Madisonville has become the second Cincinnati neighborhood to win a grant in the U.S. Justice Department's anti-crime "Weed and Seed" program. But you'd never know it from a casual drive through the neighborhood.

That's because the road signs the Justice Department sent to designate Madisonville as a Weed and Seed community are still in storage. The city won't let program directors put up the signs at six gateway points into the community, citing safety concerns.

"I just called the traffic department, not thinking (putting up the signs) was going to be a major thing," program coordinator Kathy Garrison, vice president of the Madisonville Community Council, told the Enquirer.

But city traffic engineers, according to Garrison, said the signs could block views of important traffic signs, so they couldn't go up.

That seems a real stretch. Surely there are spots near these neighborhood entrance points where the signs wouldn't cut off line of sight. These aren't giant neon billboards we're talking about (see photo).

The $225,000 grant and what it symbolizes are important to Madisonville, which has been working for three years to win it. Begun in 1991, the Weed and Seed program - the feds prefer to call it a "strategy" instead of a grant program - has helped neighborhoods across the country fight crime in innovative ways. The strategy is straightforward: Police "weed" out criminals from the target area, then the community "seeds" the area with positive programs to take crime's place.

Weed and seed grants, now in 300 communities nationwide, have been used to address a variety of problems from drug trafficking to elder abuse. In 1999, Evanston became the first Cincinnati neighborhood to receive the designation.

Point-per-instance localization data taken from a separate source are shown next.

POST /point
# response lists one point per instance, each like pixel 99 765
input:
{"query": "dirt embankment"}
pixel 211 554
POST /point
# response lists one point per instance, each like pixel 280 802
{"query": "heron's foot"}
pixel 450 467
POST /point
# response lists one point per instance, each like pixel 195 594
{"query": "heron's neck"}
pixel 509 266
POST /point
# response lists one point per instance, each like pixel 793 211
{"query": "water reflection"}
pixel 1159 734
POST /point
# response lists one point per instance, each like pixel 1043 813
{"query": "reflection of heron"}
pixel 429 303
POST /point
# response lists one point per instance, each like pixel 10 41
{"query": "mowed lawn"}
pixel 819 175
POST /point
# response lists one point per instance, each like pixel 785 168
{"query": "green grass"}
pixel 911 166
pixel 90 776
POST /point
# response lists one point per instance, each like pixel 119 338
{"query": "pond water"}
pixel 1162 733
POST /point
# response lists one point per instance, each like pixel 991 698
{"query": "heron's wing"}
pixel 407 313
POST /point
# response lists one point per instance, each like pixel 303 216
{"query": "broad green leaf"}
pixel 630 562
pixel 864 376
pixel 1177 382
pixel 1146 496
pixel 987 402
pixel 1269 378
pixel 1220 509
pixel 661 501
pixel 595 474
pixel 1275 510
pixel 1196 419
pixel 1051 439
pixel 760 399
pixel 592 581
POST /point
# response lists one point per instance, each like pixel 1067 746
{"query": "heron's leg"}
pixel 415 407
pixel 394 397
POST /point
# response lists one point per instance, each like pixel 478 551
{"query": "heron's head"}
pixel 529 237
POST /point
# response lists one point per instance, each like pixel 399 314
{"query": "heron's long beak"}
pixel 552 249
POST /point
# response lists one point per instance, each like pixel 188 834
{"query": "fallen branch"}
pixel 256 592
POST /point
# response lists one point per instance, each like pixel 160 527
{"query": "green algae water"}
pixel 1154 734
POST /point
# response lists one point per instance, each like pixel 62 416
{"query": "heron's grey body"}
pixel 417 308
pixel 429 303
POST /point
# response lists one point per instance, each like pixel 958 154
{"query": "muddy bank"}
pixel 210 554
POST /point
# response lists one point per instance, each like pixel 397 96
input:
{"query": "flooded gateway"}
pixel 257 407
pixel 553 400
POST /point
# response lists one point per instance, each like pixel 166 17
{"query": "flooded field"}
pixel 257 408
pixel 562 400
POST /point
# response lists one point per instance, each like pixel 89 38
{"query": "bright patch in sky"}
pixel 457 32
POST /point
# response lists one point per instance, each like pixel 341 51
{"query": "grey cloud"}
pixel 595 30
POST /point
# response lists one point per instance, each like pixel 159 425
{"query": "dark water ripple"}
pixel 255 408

The signs aren't just window dressing to talk up the program. A pending federal bill would add teeth to law-enforcement efforts in Weed and Seed areas by boosting jail sentences for crimes committed within those areas. But that wouldn't apply unless the signs are posted.

The city ought to do everything it can to support neighborhoods' efforts to clean up crime and develop constructive programs - especially if Washington is footing the bill anyway. Any trouble or expense involved to the city seems minimal.

Nobody wants to compromise motorists' or pedestrians' safety by blocking traffic signals or street signs. But it should be possible to maintain safety and accommodate the Weed and Seed program. Let the signs go up.